Le comunità colpite stanno pagando un prezzo alto: famiglie allontanate dalle loro case, vie di comunicazione interrotte, agricoltura e infrastrutture vulnerabili messe a dura prova. È una ferita che si deve curare con urgenza, certo, ma anche con una visione che guardi oltre — alla salvaguardia dell’ambiente costiero e alle strategie di adattamento di fronte a eventi estremi sempre più frequenti. I cicli stagionali si intrecciano con quelli climatici, e il nostro modo di governare il territorio, proteggere le dune, conservare gli ecosistemi marini e costieri diventa parte fondamentale di come risponderemo a fenomeni sempre meno occasionali e sempre più integrati nella realtà del riscaldamento globale. Questa esperienza ci chiede di tornare a una ecologia della memoria e dell’attenzione: ascoltare ciò che il paesaggio racconta con i suoi segnali, studiare come le onde modellano coste e sabbie, e riflettere su come il cambiamento climatico non sia un’idea astratta, ma un fenomeno che si manifesta qui e ora, nei vividi contrasti tra mare e terra, nell’erosione delle spiagge, nell’emergere improvviso di fenomeni intensi nei mesi invernali.
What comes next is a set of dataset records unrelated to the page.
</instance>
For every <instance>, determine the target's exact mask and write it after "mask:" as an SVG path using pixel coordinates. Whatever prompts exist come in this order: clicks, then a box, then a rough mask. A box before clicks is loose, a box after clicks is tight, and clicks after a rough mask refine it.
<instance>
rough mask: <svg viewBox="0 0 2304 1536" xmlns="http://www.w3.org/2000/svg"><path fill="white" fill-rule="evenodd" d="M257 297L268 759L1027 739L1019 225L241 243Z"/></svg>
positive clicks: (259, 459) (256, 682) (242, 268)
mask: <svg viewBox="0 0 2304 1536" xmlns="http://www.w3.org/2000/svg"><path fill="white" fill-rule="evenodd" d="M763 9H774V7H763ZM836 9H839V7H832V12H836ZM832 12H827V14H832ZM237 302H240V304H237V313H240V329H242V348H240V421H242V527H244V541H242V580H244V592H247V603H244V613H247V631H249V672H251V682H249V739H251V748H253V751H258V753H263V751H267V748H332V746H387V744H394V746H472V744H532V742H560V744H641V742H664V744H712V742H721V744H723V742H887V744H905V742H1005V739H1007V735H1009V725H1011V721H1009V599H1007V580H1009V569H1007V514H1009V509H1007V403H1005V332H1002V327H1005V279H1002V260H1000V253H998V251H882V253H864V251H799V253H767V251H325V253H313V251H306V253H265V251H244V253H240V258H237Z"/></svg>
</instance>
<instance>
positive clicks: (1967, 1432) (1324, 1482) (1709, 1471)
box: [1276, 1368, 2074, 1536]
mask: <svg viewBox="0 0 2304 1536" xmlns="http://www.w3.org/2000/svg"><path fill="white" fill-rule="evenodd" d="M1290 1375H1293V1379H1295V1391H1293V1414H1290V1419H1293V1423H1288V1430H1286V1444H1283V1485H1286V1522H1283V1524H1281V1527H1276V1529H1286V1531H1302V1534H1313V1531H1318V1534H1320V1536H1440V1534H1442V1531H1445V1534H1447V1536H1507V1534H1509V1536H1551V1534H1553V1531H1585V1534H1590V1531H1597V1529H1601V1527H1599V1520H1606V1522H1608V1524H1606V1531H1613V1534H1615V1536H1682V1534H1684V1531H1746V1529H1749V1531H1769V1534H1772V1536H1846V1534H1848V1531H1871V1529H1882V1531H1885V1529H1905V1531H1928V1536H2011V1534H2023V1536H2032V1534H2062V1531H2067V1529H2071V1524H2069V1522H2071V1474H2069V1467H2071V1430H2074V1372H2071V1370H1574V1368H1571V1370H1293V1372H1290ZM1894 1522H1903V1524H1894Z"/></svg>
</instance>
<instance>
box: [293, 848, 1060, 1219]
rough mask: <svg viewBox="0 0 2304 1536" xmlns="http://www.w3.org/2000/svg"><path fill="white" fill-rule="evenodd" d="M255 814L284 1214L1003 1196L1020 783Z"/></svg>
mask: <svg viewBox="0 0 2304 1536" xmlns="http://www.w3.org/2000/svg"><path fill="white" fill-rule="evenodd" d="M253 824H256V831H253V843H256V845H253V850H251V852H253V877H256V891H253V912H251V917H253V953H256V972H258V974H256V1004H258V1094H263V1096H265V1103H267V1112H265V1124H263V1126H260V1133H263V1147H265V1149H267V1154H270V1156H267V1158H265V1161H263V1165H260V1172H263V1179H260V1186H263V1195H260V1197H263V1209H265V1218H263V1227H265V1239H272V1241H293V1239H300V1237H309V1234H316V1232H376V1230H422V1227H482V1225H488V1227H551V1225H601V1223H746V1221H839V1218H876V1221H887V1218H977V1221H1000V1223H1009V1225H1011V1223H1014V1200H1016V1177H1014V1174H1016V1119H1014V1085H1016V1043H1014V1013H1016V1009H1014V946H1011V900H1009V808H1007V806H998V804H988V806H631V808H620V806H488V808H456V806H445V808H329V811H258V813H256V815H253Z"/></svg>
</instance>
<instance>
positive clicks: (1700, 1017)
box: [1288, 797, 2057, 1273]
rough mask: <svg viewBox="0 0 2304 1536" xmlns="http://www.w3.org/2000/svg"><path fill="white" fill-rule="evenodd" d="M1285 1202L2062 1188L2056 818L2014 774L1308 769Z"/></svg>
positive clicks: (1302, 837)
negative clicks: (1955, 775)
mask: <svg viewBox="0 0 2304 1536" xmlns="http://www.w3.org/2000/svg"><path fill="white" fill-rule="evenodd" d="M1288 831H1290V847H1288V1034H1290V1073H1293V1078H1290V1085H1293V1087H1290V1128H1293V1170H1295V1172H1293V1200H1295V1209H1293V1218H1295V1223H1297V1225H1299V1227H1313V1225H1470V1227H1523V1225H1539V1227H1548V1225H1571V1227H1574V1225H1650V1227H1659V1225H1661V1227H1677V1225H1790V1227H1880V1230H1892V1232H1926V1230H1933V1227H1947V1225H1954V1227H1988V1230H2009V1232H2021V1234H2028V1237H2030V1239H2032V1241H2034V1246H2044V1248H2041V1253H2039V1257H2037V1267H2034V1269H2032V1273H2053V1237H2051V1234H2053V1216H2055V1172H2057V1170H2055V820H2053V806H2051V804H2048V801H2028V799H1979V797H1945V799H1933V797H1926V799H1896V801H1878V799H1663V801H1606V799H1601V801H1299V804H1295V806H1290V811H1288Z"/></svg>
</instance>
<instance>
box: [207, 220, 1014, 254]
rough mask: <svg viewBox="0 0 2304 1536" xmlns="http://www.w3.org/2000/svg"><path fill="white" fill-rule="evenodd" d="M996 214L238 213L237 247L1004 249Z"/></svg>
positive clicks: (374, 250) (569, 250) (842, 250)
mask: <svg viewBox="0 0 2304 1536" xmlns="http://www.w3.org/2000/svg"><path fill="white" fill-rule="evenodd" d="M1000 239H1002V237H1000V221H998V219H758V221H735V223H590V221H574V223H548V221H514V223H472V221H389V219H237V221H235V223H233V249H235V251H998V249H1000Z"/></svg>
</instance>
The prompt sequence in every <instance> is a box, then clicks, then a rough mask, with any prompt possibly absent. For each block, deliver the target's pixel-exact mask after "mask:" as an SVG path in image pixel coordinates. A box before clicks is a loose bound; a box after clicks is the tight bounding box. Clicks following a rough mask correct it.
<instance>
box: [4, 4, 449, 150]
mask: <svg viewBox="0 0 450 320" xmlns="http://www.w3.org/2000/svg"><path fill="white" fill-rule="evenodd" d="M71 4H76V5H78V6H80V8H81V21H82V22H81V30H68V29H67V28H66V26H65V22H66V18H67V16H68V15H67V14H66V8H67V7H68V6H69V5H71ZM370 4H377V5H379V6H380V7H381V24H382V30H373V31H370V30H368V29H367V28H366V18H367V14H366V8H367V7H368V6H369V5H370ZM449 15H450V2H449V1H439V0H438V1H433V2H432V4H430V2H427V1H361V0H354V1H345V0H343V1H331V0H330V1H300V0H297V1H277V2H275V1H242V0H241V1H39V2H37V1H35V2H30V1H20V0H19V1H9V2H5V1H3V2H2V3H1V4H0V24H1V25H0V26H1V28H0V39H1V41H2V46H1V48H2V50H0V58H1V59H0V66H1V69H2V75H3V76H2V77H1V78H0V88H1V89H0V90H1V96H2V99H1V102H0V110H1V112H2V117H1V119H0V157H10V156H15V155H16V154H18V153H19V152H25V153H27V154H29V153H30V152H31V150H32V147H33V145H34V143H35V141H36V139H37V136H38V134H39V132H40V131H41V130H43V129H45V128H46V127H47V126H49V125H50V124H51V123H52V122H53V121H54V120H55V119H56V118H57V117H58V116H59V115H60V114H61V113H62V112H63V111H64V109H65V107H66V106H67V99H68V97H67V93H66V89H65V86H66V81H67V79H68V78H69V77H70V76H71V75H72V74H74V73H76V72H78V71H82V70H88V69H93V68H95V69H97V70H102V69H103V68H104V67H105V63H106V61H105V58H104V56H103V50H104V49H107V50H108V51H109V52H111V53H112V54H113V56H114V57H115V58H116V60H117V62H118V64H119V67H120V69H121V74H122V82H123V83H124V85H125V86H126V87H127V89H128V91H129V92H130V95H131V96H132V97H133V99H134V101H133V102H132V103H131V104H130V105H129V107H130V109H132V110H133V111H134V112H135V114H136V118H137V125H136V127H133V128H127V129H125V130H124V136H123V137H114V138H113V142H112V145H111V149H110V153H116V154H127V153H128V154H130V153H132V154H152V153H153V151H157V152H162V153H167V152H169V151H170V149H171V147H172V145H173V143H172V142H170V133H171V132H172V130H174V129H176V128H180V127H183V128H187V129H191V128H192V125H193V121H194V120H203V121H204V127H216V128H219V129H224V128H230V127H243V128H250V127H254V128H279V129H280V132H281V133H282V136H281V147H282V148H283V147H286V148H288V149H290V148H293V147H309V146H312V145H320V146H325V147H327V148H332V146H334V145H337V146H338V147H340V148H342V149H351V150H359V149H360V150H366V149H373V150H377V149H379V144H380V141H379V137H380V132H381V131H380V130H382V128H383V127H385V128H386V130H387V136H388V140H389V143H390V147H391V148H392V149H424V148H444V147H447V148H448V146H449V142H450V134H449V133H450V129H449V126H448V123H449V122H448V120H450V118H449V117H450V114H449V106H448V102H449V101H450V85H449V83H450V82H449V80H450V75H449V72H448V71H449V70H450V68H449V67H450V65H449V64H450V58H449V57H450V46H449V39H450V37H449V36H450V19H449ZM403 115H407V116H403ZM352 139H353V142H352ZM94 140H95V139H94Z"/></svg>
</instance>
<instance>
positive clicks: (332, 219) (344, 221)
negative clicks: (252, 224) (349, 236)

Le storie che una volta raccontavamo intorno a Scilla e Cariddi non erano solo miti: erano mappe per orientarsi nei luoghi pericolosi, narrazioni per non sottovalutare il mare. Oggi quegli antichi racconti possono offrire una lente simbolica per leggere la forza degli eventi climatici come parte di un dialogo continuo tra natura e cultura. Harry non è “solo” un ciclone: è un capitolo di una storia climatica più ampia, un invito a ripensare le nostre relazioni con il Mediterraneo, i suoi ecosistemi e le comunità che vivono lungo le sue sponde. Prendere sul serio questi segnali significa non solo contare i danni, ma fare memoria, imparare, e agire. Perché il clima non è un elemento esterno che accade “altrove”: è parte integrante del paesaggio umano e naturale che abitiamo, e rispondere con saggezza significa intrecciare la scienza, la storia e la cultura — proprio come facevano i nostri antichi narratori quando raccontavano Scilla e Cariddi.